Crise é a palavra de ordem, mas quando o calor aperta e convida a uns mergulhos os portugueses tendem a não prescindir de uns dias de férias de Verão. Para que a falta de dinheiro não seja um impedimento, as alternativas mais económicas são a solução. Além disso, as agências de viagem apostam em pacotes promocionais para os destinos mais apreciados nesta época do ano.





A agência Soltrópico garante: "Queremos fazer parte da solução e não do problema." Cabo Verde, Croácia, Brasil e Marrocos continuam a ser os países com maior procura no Verão, garante Tiago Rodrigues, da Soltrópico. A agência lançou este ano uma campanha chamada Férias PEC (Para Esquecer a Crise), na qual sugere a todos os portugueses que aproveitem para partir para "alguns destinos próximos e ao mesmo tempo afastados do actual clima nacional de instabilidade". Com o mote "Não nos incomodem com a crise.

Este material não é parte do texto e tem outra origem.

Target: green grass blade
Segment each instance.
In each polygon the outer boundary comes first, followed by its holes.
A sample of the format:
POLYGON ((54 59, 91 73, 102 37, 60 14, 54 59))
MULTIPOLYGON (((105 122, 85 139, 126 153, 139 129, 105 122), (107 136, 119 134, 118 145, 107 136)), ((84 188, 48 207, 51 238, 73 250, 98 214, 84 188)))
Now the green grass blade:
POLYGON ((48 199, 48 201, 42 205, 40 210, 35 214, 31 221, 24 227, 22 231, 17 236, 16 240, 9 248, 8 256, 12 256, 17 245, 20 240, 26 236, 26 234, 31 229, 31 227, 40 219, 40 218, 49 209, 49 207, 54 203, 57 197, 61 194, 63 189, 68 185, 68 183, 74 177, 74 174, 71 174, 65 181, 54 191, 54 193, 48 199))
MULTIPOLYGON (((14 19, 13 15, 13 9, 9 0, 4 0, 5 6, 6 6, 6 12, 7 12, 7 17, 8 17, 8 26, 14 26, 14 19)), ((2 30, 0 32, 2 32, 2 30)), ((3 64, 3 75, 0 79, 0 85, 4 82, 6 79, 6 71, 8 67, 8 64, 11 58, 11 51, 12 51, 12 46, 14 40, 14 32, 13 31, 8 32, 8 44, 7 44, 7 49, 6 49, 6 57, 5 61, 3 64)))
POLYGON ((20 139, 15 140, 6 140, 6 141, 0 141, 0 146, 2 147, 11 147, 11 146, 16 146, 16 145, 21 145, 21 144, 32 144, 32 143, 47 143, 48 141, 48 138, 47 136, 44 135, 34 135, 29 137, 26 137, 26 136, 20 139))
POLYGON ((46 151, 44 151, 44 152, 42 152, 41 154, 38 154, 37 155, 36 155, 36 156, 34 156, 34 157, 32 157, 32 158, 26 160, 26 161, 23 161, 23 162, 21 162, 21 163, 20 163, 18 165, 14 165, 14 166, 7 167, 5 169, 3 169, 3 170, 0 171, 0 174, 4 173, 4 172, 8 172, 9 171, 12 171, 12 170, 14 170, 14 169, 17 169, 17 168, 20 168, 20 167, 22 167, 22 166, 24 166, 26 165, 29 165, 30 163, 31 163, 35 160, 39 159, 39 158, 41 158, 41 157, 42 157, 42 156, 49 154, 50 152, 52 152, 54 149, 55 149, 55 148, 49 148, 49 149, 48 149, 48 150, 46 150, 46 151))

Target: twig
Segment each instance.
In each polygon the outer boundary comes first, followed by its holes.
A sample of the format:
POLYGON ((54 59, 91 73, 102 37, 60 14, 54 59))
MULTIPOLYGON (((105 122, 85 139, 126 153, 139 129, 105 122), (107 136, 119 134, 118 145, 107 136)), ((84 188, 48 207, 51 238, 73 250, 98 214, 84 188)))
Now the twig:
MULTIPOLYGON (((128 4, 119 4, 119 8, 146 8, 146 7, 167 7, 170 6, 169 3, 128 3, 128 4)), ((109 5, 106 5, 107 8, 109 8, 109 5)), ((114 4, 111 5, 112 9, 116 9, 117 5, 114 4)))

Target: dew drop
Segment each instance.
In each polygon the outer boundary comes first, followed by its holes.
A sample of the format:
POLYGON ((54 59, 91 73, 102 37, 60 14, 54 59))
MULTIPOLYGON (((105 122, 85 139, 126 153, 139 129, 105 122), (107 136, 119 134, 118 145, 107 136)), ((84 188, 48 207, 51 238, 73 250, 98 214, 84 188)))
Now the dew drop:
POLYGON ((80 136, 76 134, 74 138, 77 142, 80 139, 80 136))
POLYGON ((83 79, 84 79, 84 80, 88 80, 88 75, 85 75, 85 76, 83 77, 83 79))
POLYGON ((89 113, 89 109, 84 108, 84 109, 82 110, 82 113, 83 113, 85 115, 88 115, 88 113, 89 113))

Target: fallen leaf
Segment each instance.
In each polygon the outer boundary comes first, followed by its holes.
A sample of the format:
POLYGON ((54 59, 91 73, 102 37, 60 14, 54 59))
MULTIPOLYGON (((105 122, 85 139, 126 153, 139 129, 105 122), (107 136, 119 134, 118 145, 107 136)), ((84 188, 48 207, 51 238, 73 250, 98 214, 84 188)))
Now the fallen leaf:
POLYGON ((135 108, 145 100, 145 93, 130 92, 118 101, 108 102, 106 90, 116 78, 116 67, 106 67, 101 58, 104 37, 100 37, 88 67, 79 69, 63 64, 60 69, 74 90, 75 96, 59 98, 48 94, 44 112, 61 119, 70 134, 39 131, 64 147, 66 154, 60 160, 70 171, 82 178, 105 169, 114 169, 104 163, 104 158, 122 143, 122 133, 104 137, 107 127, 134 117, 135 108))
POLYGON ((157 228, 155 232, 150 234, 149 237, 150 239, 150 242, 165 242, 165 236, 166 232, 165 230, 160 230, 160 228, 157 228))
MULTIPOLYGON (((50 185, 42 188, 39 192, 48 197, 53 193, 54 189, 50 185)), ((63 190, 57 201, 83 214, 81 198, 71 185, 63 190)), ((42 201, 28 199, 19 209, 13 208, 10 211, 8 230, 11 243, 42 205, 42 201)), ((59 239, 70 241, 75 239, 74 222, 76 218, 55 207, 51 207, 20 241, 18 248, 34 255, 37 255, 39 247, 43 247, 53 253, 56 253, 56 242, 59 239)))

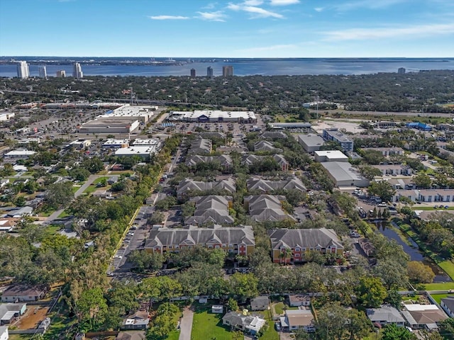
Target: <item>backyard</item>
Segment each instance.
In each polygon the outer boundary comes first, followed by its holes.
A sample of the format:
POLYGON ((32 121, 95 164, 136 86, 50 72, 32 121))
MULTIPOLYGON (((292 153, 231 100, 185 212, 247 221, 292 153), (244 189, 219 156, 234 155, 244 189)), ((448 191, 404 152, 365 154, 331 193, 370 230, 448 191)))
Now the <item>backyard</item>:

Estamos de férias", a operadora turística propõe viagens a Cabo Verde e Marrocos, à Croácia, ao Brasil ou ao Dubai.

Depois de um interregno de cinco meses, o operador turístico regressou com as propostas de férias no Egipto e na Tunísia. "A crise política no país levou-nos a prescindir de dois dos países com mais procura, mas agora consideramos que estão reunidas as condições de segurança nesses lugares", acrescentou Tiago Rodrigues.

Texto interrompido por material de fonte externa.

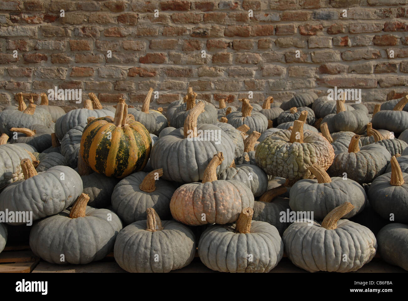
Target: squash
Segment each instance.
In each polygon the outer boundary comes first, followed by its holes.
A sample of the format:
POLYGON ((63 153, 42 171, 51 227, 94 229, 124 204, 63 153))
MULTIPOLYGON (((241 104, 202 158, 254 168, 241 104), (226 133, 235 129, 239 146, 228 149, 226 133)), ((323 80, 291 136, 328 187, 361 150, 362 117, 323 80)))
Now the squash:
POLYGON ((30 233, 33 252, 51 263, 86 264, 111 252, 120 220, 110 210, 87 206, 89 200, 82 193, 70 211, 35 223, 30 233))
POLYGON ((88 124, 78 156, 94 171, 122 178, 144 168, 151 147, 147 130, 128 119, 127 105, 122 102, 118 103, 114 119, 101 117, 88 124))
POLYGON ((24 159, 21 168, 24 180, 9 184, 0 193, 0 211, 32 211, 31 220, 35 221, 67 208, 82 192, 80 177, 68 166, 38 173, 30 159, 24 159))
POLYGON ((408 271, 408 225, 388 224, 380 230, 377 239, 381 258, 408 271))
POLYGON ((377 241, 369 229, 340 219, 353 209, 348 202, 332 210, 321 224, 293 223, 283 234, 285 252, 295 266, 311 272, 356 271, 375 255, 377 241))
POLYGON ((191 230, 174 221, 161 221, 153 208, 147 211, 147 220, 131 224, 118 235, 118 264, 131 273, 167 273, 188 265, 196 249, 191 230))
POLYGON ((254 197, 246 185, 234 180, 218 180, 216 170, 224 159, 222 152, 214 155, 204 172, 202 182, 184 184, 170 201, 173 218, 190 226, 237 220, 243 208, 253 207, 254 197))
POLYGON ((304 123, 295 120, 292 131, 282 130, 261 142, 255 151, 257 165, 267 175, 289 179, 313 177, 308 167, 317 163, 327 170, 334 151, 322 136, 303 132, 304 123))
POLYGON ((249 101, 246 99, 243 100, 242 111, 232 112, 228 114, 228 123, 236 128, 246 124, 249 127, 248 134, 251 134, 254 131, 262 133, 268 128, 268 120, 264 115, 258 112, 251 113, 252 109, 249 101))
POLYGON ((397 158, 391 159, 391 171, 376 178, 368 189, 373 208, 384 219, 408 223, 408 173, 401 170, 397 158))
POLYGON ((169 182, 161 179, 162 168, 148 173, 135 173, 122 179, 112 193, 112 206, 126 225, 146 219, 148 208, 171 219, 169 204, 175 188, 169 182))
POLYGON ((207 268, 232 273, 267 273, 283 256, 284 245, 274 226, 251 221, 253 210, 243 209, 236 224, 214 225, 200 237, 198 255, 207 268))
POLYGON ((191 183, 202 179, 206 167, 217 151, 222 152, 226 158, 217 168, 218 173, 232 162, 235 147, 228 135, 213 124, 197 125, 204 107, 203 102, 197 104, 189 111, 184 128, 162 137, 153 146, 150 163, 154 169, 163 168, 165 180, 191 183), (204 131, 210 135, 204 135, 204 131))
POLYGON ((330 178, 327 173, 317 165, 308 168, 317 179, 300 180, 292 186, 289 206, 295 211, 313 212, 313 218, 322 220, 329 212, 346 201, 354 207, 344 215, 351 217, 361 212, 367 201, 364 188, 350 179, 330 178))
POLYGON ((345 173, 348 179, 362 184, 371 183, 384 173, 387 163, 384 153, 375 149, 366 149, 370 145, 360 149, 358 146, 359 139, 359 135, 355 135, 348 151, 336 154, 333 164, 327 170, 330 177, 343 177, 345 173))

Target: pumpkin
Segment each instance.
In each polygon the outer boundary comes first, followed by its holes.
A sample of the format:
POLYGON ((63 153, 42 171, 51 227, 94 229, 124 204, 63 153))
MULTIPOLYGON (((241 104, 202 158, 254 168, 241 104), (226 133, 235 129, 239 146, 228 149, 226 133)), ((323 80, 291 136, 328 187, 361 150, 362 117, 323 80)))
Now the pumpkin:
POLYGON ((376 113, 371 120, 373 127, 400 133, 408 128, 408 112, 403 111, 408 103, 408 95, 400 100, 392 110, 384 110, 376 113))
POLYGON ((346 111, 344 104, 341 100, 337 101, 336 114, 330 114, 322 121, 327 123, 329 131, 333 132, 353 132, 361 134, 366 130, 370 120, 364 112, 358 110, 346 111))
POLYGON ((233 273, 267 273, 283 256, 284 245, 274 226, 252 221, 253 210, 244 208, 237 223, 214 225, 200 237, 198 255, 207 268, 233 273))
POLYGON ((345 202, 332 210, 321 224, 299 221, 283 234, 285 252, 295 265, 311 272, 356 271, 371 261, 377 243, 369 229, 340 219, 353 208, 345 202))
POLYGON ((370 203, 384 219, 408 223, 408 173, 401 170, 397 158, 391 159, 391 171, 376 178, 368 189, 370 203))
POLYGON ((128 119, 127 105, 122 102, 118 103, 114 119, 101 117, 88 124, 78 156, 94 171, 121 178, 144 168, 151 147, 147 130, 140 122, 128 119))
POLYGON ((109 110, 94 110, 92 102, 87 99, 84 102, 84 108, 69 111, 55 123, 55 133, 59 140, 64 138, 67 132, 81 123, 86 123, 89 117, 104 117, 112 115, 109 110))
POLYGON ((197 125, 197 117, 204 107, 203 102, 197 104, 190 110, 183 128, 162 137, 153 146, 150 163, 154 169, 163 168, 165 180, 191 183, 202 179, 206 167, 217 151, 222 152, 226 158, 217 173, 232 162, 235 146, 228 135, 213 124, 197 125), (204 135, 206 133, 210 134, 209 137, 204 135))
POLYGON ((266 117, 258 112, 251 113, 253 107, 248 100, 244 100, 242 104, 242 112, 233 112, 228 114, 228 123, 236 128, 246 124, 249 127, 248 134, 251 134, 254 131, 262 133, 268 128, 266 117))
POLYGON ((387 163, 384 153, 375 148, 367 149, 370 145, 360 149, 358 146, 359 139, 359 135, 355 135, 348 151, 336 154, 333 164, 327 170, 331 177, 342 177, 345 173, 347 179, 362 184, 371 183, 384 173, 387 163))
POLYGON ((11 128, 10 131, 13 134, 11 143, 26 143, 32 145, 40 152, 51 146, 52 131, 41 124, 33 124, 28 128, 11 128))
POLYGON ((112 193, 112 206, 126 225, 146 218, 148 208, 171 219, 169 204, 175 189, 169 182, 159 179, 163 170, 150 173, 140 171, 121 180, 112 193))
POLYGON ((289 225, 289 223, 282 220, 281 212, 286 213, 290 210, 290 208, 288 198, 278 196, 286 190, 286 188, 283 185, 271 188, 254 203, 252 219, 270 224, 276 228, 281 236, 289 225))
POLYGON ((295 120, 293 129, 282 130, 266 137, 257 147, 257 165, 267 175, 290 179, 313 177, 308 167, 315 163, 325 170, 331 165, 334 151, 325 138, 295 120))
POLYGON ((82 193, 70 211, 35 223, 30 233, 33 252, 51 263, 86 264, 111 252, 122 224, 110 210, 87 206, 89 199, 82 193))
POLYGON ((170 201, 173 218, 190 226, 237 220, 243 208, 253 207, 254 197, 246 185, 234 180, 218 180, 216 168, 224 158, 214 155, 204 172, 202 183, 184 184, 174 192, 170 201))
POLYGON ((377 239, 381 258, 408 271, 408 225, 388 224, 380 230, 377 239))
POLYGON ((124 228, 115 243, 115 260, 132 273, 167 273, 188 266, 195 254, 195 238, 188 227, 161 221, 153 208, 147 219, 124 228))
POLYGON ((21 168, 24 180, 3 190, 0 211, 32 211, 35 221, 67 208, 82 192, 80 177, 68 166, 55 166, 38 173, 30 159, 24 159, 21 168))
POLYGON ((308 168, 316 179, 300 180, 292 186, 289 204, 292 210, 313 212, 313 218, 318 221, 345 201, 354 207, 344 218, 351 217, 363 210, 367 195, 359 184, 350 179, 330 178, 324 170, 315 165, 308 168))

A Top Atlântico também apostou em campanhas promocionais durante os últimos meses, até porque "a procura apresenta um ritmo inferior ao do ano passado e um aumento crescente de decisões de última hora", garante ao i fonte da agência de viagens.

Os destinos mais procurados pelos portugueses continuam a ser os mais tradicionais: Cabo Verde, Caraíbas, Brasil. Algarve, Madeira e Açores, apesar de este ano ainda não terem destinos esgotados.

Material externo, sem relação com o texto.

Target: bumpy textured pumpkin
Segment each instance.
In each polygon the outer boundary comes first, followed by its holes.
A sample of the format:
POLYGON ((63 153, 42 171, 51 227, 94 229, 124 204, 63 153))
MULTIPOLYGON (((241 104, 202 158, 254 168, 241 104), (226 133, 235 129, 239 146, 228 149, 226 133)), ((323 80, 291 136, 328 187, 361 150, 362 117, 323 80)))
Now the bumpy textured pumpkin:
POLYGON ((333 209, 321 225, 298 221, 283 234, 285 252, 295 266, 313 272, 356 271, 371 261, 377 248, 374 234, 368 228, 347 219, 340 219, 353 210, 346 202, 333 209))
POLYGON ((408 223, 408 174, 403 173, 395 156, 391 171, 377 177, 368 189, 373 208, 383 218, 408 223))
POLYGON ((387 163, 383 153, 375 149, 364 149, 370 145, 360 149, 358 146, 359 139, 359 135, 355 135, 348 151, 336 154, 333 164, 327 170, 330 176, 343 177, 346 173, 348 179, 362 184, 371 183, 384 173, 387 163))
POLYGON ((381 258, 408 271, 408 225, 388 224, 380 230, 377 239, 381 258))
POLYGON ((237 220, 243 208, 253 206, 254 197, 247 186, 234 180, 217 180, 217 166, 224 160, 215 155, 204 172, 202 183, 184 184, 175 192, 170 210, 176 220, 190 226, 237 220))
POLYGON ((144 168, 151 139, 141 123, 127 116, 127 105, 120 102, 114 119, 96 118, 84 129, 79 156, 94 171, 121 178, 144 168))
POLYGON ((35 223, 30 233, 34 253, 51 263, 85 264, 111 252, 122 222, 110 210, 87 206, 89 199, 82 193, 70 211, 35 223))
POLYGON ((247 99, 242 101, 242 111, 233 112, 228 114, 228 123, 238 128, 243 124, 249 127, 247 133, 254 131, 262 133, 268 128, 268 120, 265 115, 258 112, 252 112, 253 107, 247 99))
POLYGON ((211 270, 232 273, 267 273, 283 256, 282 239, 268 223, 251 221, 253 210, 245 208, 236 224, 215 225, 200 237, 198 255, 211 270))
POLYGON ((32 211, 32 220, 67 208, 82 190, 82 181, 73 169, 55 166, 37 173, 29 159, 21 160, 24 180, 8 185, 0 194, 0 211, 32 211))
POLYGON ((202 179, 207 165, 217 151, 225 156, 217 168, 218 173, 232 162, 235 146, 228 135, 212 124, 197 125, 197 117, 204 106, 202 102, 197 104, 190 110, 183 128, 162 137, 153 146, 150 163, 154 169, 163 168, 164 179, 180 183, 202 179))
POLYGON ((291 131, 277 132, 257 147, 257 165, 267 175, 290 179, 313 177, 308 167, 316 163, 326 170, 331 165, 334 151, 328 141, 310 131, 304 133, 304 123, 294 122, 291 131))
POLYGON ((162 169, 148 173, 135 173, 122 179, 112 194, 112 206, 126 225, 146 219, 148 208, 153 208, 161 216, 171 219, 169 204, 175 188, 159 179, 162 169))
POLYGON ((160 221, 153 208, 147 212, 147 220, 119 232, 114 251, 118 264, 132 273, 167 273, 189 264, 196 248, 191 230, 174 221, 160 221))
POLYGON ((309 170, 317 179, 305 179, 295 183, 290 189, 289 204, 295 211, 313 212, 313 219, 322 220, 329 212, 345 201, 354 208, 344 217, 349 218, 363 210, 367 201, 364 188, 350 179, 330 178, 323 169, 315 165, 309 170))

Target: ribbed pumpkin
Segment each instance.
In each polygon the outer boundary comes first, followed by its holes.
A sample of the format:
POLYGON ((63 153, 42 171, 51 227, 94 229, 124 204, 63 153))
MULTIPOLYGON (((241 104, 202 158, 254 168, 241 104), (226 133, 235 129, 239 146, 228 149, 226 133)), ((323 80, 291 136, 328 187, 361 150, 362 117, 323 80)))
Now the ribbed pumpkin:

Em território português, as promoções vão dos fins-de-semana no Fundão às semanas de praia em Tróia. A nível internacional, as ofertas são dirigidas ao continente africano, com viagens a Cabo Verde a partir de 509 euros ou a São Tomé por 939.

No site da Halcon Viagens é possível ainda aproveitar as viagens com venda antecipada. "Reservar antes tem mais desconto", garantem no portal da agência de viagens. Formentera, Ibiza e Maiorca são alguns dos destinos aconselhados.

Crise Mais de metade dos 400 inquiridos num estudo do site de reservas Hotel.com revelam que a crise económica vai afectar as férias deste ano. No entanto, quase metade mantém a intenção de fazer férias no estrangeiro.

O estudo "Férias fora de Casa 2011", da Marktest, revela que, dos 400 inquiridos, mais de 30% dizem que a crise vai afectar as férias, tornando a estada mais curta, enquanto cerca de 4,9% assumem que não vão sequer fazer férias ou não vão sair de casa.

Um estudo mais abrangente, e também mais alarmante, mostra que praticamente dois terços dos portugueses não vão fazer férias de Verão. A falta de dinheiro é o principal motivo apontado por 63,8% dos inquiridos pelo Instituto de Planeamento e Desenvolvimento do Turismo. Dos que admitem parar nesse período, 76% garantiram que ficarão em Portugal, enquanto outros 13% elegem o continente europeu como destino.

Turismo Apesar da instabilidade nacional aos olhos dos estrangeiros, Portugal mantém-se como um destino de topo. Prova disso são os dados relativos aos lucros ligadas ao turismo: os turistas estrangeiros deixaram em Portugal receitas de 1924 milhões de euros nos primeiros quatros meses de 2011. Todos os mercados estratégicos contribuíram para o crescimento das receitas até Abril, com destaque para a França, o Reino Unido - um dos que mais se destacaram em dormidas e receitas.

Segundo o Barómetro Academia do Turismo, do IPDT, o Verão vai manter-se como uma boa altura para o turismo. Sete de cada dez dos operadores turísticos inquiridos acreditam que o volume de proveitos dos mercados internacionais vai ser "melhor", ou pelo menos "igual", ao registado em 2010.